Two Degrees North in Guernsey designed the stamps for Jersey Post. They were printed in separate panes of 10 with illustrations of leaves in the selvage.

The Netherlands issued a se-tenant pair of Europa stamps April 25 in a pane of 10. One stamp shows the common design, and the other pictures a bicycle produced by the Dutch firm Vanmoof.

Both stamps are nondenominated, paying the basic international rate. Both also include the Europa logo.

Beukers Scholma created the illustration of the bicycle, and Haico Beukers and Marga Scholma designed the stamps.

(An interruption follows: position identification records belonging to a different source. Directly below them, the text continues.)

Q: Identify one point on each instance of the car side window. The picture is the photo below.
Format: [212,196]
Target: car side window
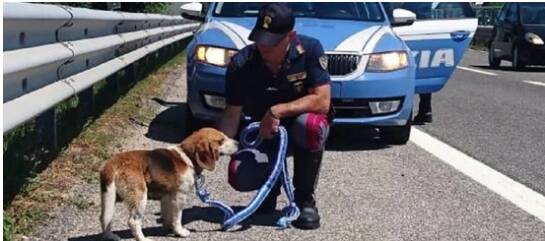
[512,13]
[435,10]
[503,13]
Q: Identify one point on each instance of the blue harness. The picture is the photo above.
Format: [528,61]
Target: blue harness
[291,212]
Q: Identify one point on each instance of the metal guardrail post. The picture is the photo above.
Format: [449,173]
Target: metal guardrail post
[46,125]
[86,104]
[113,83]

Azerbaijan features an electric scooter on its additional Europa stamp. The design by Yauheniya Biadonik depicts a girl riding her scooter through a city park with flowers in the foreground and a green truck and city buildings in the background.

The stamp is nondenominated. Belarus Post reports that the “H” on the stamp means that it pays the international surface rate for letters weighing up to 20 grams. The stamp was issued April 5.

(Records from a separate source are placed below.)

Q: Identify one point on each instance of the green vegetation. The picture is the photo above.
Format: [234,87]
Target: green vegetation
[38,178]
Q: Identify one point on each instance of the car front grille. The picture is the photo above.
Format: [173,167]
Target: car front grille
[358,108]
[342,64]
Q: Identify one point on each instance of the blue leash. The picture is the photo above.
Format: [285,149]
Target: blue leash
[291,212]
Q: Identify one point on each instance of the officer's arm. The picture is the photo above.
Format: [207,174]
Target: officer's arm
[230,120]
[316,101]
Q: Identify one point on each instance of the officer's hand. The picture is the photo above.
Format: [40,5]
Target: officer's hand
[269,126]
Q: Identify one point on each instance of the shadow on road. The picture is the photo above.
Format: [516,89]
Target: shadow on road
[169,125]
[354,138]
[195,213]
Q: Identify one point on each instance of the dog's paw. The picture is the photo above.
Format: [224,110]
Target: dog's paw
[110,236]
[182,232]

Liechtenstein issued two 1.50-franc Europa stamps March 7. Like the common design, the second design also was created for a competition.

The winning illustration by Aurora Corrado is called “Rethinking Green.”

Liechtenstein’s philatelic office described Corrado’s illustration as showing Earth divided into two parts: one with skyscrapers and industrial buildings in “unfriendly colours,” and the other with a green landscape showing mountains, flowers, trees and a rainbow.

This stamp is printed tete-beche (one stamp is upside-down in relation to the other) in panes of 16.

Gibraltar, Aland, and Switzerland all focused on the brain on their additional Think Green stamps.

The £1.50 stamp issued March 30 by Gibraltar shows the leaves of a tree forming a brain. Pictured above the tree are symbols, including the outline of a smiling face, representing “green” thoughts and actions, according to the Gibraltar Philatelic Bureau.

Giordano Aita and Stephen Perera designed the stamp.

Carl-Johan Listherby’s illustration for the stamp from Aland also shows a tree as a brain, this time inside the head of a person wearing glasses.

The stamp is non-denominated with the inscription “Europa,” indicating that it is for use for mail to Europe. Aland Post will issue it May 9.

BDT Security Printers printed the Gibraltar stamps in panes of eight, and Cartor printed the stamps for Aland in sheets of 30.

The 1-franc stamp from Switzerland depicts leaves inside a person’s green brain. Additional leaves and a butterfly are shown around the head.

Nicola Carpi and Dina Christ designed this stamp. Swiss Post is issuing it May 4 in panes of 16, with eight of each of the two Europa stamps.

Flora and fauna are featured on some of the other additional Europa stamps.

For instance, a stamp issued April 12 by Moldova shows flowers and a butterfly surrounding a green silhouette of a woman.

On a stamp issued April 28, Iceland pictures marine creatures on one half of its design, and ocean pollution on the other.

Denmark issued a souvenir sheet with two se-tenant Europa stamps March 31. It calls the additional design “Thinking Greener.” The Postnord Bulletin describes this design by Jakob Monefeldt and Ella Clausen as two hands “holding our fragile planet which is gently protected by green leaves.”

Other postal administrations added their own touch to the common design by placing additional images in the selvage. On its pane of eight stamps with two central labels, Bosnia and Herzegovina (Croat Administration) continued the gray clouds and green wind turbine from the common design into the selvage.